L'étude se met en branle alors que deux fleurons nationaux, Bell Canada et Alcan, sont sur le point de changer de mains. Lorsque les transactions auront été approuvées, Bell sera détenue à 41 % par des intérêts américains (les firmes d'investissement privé Providence et Madison Dearborn), tandis qu'Alcan deviendra une filiale du géant australo-britannique Rio Tinto.

Comparaisons transnationales

Secor et le Conference Board compareront les fusions-acquisitions qui visent des entreprises canadiennes et celles, initiées par des compagnies d'ici, qui touchent des sociétés étrangères.

Le Conference Board s'intéressera plus particulièrement aux conséquences de ces transactions sur les sièges sociaux canadiens, les firmes de services professionnels (dont les principaux clients sont des grandes entreprises), les marchés financiers et la société en général.

Enfin, le projet de recherche étudiera le système d'examen des transactions au Canada et dans d'autres pays, les taxes sur le capital et la réglementation des valeurs mobilières.

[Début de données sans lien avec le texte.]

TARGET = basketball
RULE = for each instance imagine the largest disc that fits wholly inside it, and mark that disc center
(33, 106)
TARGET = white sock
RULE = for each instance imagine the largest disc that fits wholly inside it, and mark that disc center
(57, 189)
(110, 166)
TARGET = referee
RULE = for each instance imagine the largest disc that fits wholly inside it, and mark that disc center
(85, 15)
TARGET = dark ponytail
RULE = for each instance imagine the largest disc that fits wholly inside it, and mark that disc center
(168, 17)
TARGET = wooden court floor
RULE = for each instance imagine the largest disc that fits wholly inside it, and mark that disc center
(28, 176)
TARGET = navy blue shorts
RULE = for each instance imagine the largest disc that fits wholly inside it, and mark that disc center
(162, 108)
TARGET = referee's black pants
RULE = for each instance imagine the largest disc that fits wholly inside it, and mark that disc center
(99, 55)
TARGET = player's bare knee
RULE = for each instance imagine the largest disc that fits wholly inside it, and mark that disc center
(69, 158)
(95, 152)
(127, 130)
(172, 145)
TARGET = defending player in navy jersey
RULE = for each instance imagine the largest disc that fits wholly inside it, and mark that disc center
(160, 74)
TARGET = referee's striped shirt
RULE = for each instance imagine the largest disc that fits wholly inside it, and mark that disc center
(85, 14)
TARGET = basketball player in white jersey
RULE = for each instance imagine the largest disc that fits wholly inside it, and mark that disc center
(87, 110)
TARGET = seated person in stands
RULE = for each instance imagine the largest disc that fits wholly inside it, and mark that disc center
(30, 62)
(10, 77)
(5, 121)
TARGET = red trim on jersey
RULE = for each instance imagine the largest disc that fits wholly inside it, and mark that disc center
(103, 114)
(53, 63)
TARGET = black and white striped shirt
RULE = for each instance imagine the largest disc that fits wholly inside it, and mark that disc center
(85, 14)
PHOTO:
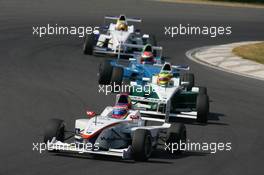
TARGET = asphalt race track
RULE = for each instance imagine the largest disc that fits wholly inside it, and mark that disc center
(43, 78)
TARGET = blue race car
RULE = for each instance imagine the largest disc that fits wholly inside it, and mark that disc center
(142, 66)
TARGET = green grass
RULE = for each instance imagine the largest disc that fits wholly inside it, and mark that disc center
(254, 52)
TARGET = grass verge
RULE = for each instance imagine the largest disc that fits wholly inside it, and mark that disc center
(254, 52)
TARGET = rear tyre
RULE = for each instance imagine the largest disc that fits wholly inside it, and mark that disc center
(117, 77)
(54, 128)
(177, 134)
(141, 145)
(203, 90)
(88, 45)
(152, 40)
(202, 106)
(188, 77)
(105, 73)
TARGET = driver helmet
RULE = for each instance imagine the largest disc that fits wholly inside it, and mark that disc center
(164, 78)
(120, 112)
(147, 58)
(121, 26)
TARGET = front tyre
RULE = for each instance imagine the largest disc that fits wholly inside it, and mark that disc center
(176, 134)
(105, 73)
(188, 77)
(141, 145)
(202, 106)
(88, 44)
(54, 128)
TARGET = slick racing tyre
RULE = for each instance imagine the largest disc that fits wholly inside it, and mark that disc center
(105, 73)
(176, 134)
(188, 77)
(141, 145)
(117, 76)
(202, 106)
(54, 128)
(152, 40)
(203, 90)
(88, 45)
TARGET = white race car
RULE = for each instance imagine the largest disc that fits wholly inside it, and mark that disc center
(117, 131)
(109, 39)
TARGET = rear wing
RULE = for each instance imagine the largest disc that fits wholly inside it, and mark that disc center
(126, 19)
(138, 46)
(158, 49)
(140, 103)
(177, 67)
(164, 114)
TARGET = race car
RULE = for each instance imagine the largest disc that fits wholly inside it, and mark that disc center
(145, 64)
(118, 131)
(109, 40)
(171, 96)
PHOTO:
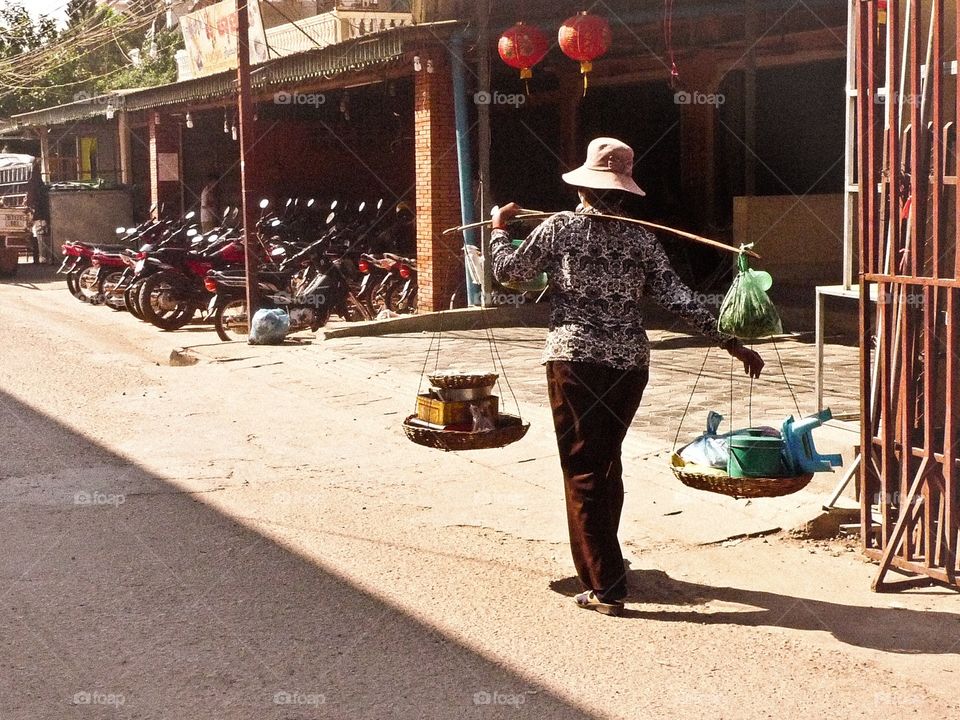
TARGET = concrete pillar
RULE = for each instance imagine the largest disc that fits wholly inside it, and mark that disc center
(164, 165)
(123, 142)
(44, 134)
(698, 127)
(439, 257)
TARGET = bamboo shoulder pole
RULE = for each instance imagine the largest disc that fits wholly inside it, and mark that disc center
(529, 214)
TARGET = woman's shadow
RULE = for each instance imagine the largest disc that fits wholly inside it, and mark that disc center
(888, 629)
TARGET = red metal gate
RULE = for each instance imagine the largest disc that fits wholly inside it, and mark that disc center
(907, 110)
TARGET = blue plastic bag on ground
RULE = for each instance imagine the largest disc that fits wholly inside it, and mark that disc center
(269, 327)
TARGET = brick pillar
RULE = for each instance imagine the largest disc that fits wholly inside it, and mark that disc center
(439, 258)
(698, 122)
(164, 143)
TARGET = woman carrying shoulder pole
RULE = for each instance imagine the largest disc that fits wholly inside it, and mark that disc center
(597, 353)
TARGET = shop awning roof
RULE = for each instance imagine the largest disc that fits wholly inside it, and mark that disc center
(367, 51)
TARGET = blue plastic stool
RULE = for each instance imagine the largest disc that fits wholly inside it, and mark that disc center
(800, 454)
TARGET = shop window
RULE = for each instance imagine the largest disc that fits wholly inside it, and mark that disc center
(87, 157)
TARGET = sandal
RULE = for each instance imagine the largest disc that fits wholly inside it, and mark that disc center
(590, 601)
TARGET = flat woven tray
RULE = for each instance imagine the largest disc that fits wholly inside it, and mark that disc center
(716, 481)
(509, 430)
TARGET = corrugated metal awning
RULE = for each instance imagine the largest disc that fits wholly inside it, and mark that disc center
(371, 50)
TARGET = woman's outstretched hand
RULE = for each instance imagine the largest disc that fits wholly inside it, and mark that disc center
(502, 215)
(752, 362)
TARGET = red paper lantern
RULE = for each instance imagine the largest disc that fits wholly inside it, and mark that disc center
(522, 47)
(584, 37)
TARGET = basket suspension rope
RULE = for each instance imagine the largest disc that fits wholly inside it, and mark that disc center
(786, 380)
(693, 392)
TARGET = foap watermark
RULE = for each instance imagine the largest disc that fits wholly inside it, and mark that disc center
(294, 697)
(909, 299)
(899, 98)
(497, 98)
(95, 697)
(308, 300)
(115, 101)
(710, 300)
(288, 497)
(698, 98)
(485, 697)
(508, 298)
(897, 699)
(95, 497)
(308, 99)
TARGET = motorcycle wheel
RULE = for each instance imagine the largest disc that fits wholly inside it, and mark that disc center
(131, 300)
(72, 284)
(108, 286)
(231, 322)
(408, 304)
(159, 305)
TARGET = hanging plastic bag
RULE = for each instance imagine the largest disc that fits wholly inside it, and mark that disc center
(269, 327)
(747, 311)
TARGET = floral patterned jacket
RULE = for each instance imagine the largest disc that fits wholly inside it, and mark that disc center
(599, 270)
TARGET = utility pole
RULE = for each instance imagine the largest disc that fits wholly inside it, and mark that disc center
(247, 173)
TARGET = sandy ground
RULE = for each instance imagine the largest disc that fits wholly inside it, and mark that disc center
(252, 536)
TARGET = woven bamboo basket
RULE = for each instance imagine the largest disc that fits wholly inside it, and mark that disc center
(509, 429)
(717, 481)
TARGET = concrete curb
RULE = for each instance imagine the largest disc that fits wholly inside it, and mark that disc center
(474, 318)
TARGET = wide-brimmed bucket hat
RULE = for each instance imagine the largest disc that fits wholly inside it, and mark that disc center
(609, 166)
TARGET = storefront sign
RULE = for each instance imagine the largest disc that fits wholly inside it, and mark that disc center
(14, 220)
(210, 36)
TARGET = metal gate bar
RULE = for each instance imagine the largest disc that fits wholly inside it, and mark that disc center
(909, 488)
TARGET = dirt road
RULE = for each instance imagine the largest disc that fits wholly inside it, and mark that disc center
(254, 538)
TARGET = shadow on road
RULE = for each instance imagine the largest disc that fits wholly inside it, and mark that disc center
(121, 591)
(895, 630)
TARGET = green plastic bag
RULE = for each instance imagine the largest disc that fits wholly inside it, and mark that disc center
(747, 310)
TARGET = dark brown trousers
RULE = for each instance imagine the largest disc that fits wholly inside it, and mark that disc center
(593, 405)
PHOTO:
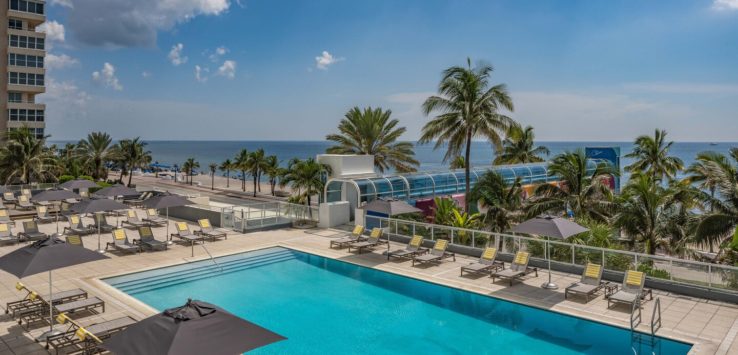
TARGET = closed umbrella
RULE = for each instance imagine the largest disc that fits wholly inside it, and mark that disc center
(166, 201)
(45, 256)
(549, 227)
(54, 196)
(195, 328)
(95, 206)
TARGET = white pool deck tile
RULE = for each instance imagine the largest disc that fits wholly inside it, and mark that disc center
(711, 326)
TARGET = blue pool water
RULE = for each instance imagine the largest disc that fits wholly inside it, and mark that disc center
(328, 306)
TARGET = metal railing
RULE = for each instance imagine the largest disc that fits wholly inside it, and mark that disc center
(673, 270)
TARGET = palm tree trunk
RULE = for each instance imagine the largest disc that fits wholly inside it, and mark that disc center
(467, 161)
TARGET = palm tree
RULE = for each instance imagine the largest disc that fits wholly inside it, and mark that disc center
(651, 156)
(133, 155)
(519, 147)
(467, 108)
(307, 176)
(96, 150)
(226, 166)
(25, 158)
(502, 201)
(371, 131)
(581, 190)
(241, 162)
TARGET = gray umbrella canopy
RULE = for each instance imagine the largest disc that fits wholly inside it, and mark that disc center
(550, 226)
(45, 255)
(117, 190)
(195, 328)
(78, 184)
(390, 207)
(166, 201)
(54, 195)
(101, 205)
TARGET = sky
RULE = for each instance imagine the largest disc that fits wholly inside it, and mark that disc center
(579, 70)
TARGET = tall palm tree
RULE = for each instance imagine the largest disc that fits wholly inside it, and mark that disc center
(133, 155)
(25, 158)
(651, 156)
(468, 107)
(372, 131)
(213, 168)
(241, 162)
(95, 151)
(581, 190)
(307, 176)
(519, 147)
(503, 202)
(226, 166)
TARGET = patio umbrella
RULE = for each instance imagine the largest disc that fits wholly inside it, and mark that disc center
(45, 256)
(78, 184)
(195, 328)
(54, 196)
(549, 227)
(95, 206)
(166, 201)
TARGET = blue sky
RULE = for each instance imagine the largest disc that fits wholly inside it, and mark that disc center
(289, 70)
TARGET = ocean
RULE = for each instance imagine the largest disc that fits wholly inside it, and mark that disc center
(206, 152)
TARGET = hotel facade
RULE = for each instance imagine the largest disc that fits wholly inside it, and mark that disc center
(22, 69)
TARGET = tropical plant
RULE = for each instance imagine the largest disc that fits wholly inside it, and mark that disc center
(467, 108)
(213, 168)
(24, 158)
(582, 189)
(519, 147)
(307, 177)
(95, 151)
(226, 166)
(652, 157)
(373, 132)
(501, 203)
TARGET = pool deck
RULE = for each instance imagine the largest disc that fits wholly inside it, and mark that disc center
(711, 326)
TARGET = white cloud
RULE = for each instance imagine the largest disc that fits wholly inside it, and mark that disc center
(107, 77)
(201, 74)
(54, 61)
(54, 31)
(725, 5)
(131, 23)
(175, 55)
(228, 69)
(326, 59)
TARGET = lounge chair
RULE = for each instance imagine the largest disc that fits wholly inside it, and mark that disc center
(184, 233)
(85, 338)
(353, 237)
(487, 264)
(631, 291)
(42, 215)
(24, 203)
(32, 301)
(590, 283)
(100, 219)
(121, 243)
(31, 232)
(147, 239)
(6, 235)
(518, 268)
(413, 248)
(153, 217)
(375, 239)
(207, 230)
(132, 221)
(436, 254)
(76, 227)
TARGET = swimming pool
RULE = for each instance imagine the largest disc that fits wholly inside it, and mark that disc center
(327, 306)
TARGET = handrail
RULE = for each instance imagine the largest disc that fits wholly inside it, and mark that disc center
(656, 317)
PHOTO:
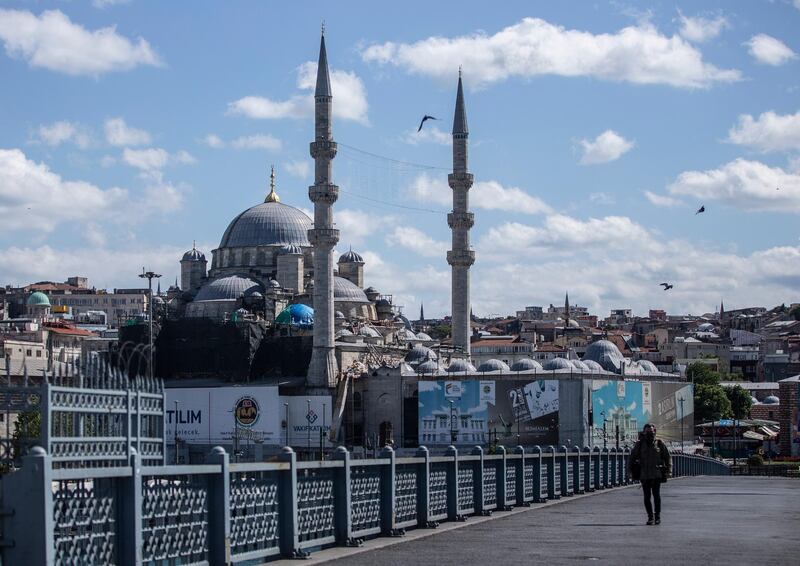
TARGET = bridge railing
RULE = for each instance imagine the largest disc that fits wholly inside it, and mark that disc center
(223, 513)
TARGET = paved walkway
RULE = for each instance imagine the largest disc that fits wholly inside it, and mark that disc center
(707, 520)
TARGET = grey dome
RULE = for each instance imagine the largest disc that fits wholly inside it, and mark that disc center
(606, 354)
(557, 363)
(460, 365)
(194, 255)
(227, 288)
(428, 366)
(350, 257)
(290, 249)
(526, 364)
(592, 365)
(493, 365)
(344, 290)
(420, 353)
(268, 224)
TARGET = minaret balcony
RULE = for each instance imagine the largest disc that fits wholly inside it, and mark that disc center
(461, 258)
(463, 220)
(323, 194)
(324, 149)
(460, 180)
(323, 237)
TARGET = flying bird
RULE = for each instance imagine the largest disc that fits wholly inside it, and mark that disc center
(425, 119)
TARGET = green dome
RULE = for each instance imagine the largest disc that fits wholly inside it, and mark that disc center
(38, 299)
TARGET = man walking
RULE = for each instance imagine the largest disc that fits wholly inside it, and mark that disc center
(651, 464)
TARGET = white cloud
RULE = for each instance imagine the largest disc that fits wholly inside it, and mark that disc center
(769, 50)
(349, 98)
(299, 168)
(699, 29)
(639, 54)
(608, 146)
(53, 42)
(428, 134)
(417, 241)
(62, 132)
(213, 140)
(744, 184)
(257, 141)
(662, 200)
(487, 195)
(118, 133)
(768, 132)
(30, 193)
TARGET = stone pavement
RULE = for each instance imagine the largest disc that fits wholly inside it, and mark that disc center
(706, 520)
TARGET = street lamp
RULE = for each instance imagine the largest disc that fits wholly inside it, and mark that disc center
(150, 275)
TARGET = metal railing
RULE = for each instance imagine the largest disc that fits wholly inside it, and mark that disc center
(223, 513)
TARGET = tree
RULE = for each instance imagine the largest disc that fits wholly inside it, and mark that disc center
(702, 374)
(710, 403)
(740, 400)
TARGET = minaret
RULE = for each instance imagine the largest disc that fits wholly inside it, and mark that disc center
(460, 257)
(323, 237)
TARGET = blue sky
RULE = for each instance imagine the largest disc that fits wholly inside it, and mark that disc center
(130, 129)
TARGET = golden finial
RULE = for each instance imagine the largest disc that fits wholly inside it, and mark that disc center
(272, 196)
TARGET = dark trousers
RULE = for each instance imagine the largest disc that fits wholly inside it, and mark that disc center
(652, 487)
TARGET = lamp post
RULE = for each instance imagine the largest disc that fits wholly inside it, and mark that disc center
(150, 275)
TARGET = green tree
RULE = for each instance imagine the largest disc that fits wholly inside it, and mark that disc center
(702, 374)
(710, 403)
(740, 400)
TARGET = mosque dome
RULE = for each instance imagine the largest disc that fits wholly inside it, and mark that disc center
(526, 364)
(460, 365)
(493, 365)
(38, 299)
(345, 290)
(606, 354)
(557, 363)
(428, 366)
(350, 257)
(296, 315)
(229, 288)
(270, 223)
(420, 353)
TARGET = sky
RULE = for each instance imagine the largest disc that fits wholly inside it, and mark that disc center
(130, 129)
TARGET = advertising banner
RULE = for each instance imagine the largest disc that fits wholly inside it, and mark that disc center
(482, 412)
(209, 415)
(624, 407)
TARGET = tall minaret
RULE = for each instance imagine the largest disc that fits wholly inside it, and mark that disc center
(460, 257)
(323, 369)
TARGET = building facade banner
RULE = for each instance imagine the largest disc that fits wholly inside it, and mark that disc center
(507, 412)
(211, 415)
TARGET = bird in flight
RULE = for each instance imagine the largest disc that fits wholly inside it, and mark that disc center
(425, 119)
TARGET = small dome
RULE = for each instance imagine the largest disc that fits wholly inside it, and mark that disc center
(227, 288)
(350, 257)
(368, 332)
(290, 249)
(557, 363)
(296, 315)
(493, 365)
(460, 365)
(38, 299)
(526, 364)
(428, 366)
(420, 353)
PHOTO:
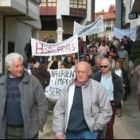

D'autres pays sont plus avancés dans leur réflexion sur le sujet et ont déjà pris des mesures pour protéger leurs «champions nationaux», fait remarquer Ken Smith, en ajoutant que l'un des objectifs du projet de recherche sera de colliger des données à cet égard.

Le Conseil canadien des chefs d'entreprise (CCCE) collaborera avec Secor et le Conference Board en partageant ses propres études sur le sujet, qui s'appuient sur l'expérience personnelle des dirigeants.

Secor, le Conference Board et le CCCE mèneront chacun leurs études, dont les résultats seront publiés séparément. Le fruit des recherches sera dévoilé lors d'un forum des leaders des secteurs public et privé qui se tiendra à la fin 2007 ou au début 2008.

Plus tôt ce mois-ci, le gouvernement fédéral a annoncé la mise sur pied d'un groupe d'étude sur les politiques en matière de concurrence, qui examinera en particulier les fusions-acquisitions.

Le groupe d'étude doit procéder à un examen de la Loi sur la concurrence et de la Loi sur Investissement Canada, en se penchant plus particulièrement sur le traitement réservé aux entreprises d'Etat étrangères lorsque ces dernières veulent acquérir des entreprises canadiennes.

Le groupe évaluera en outre la possibilité d'ajouter une disposition législative sur l'examen des investissements pour raison de sécurité nationale.

Le groupe d'étude s'intéressera également aux restrictions sectorielles qu'impose le Canada dans les domaines de l'investissement étranger direct, de même qu'aux régimes en vigueur dans d'autres pays, de façon à évaluer leur réciprocité avec ceux du Canada.

Secor et le Conference Board espèrent que leurs propres conclusions pourront alimenter les travaux du groupe d'étude fédéral, qui doit publier son rapport d'ici le 30 juin 2008.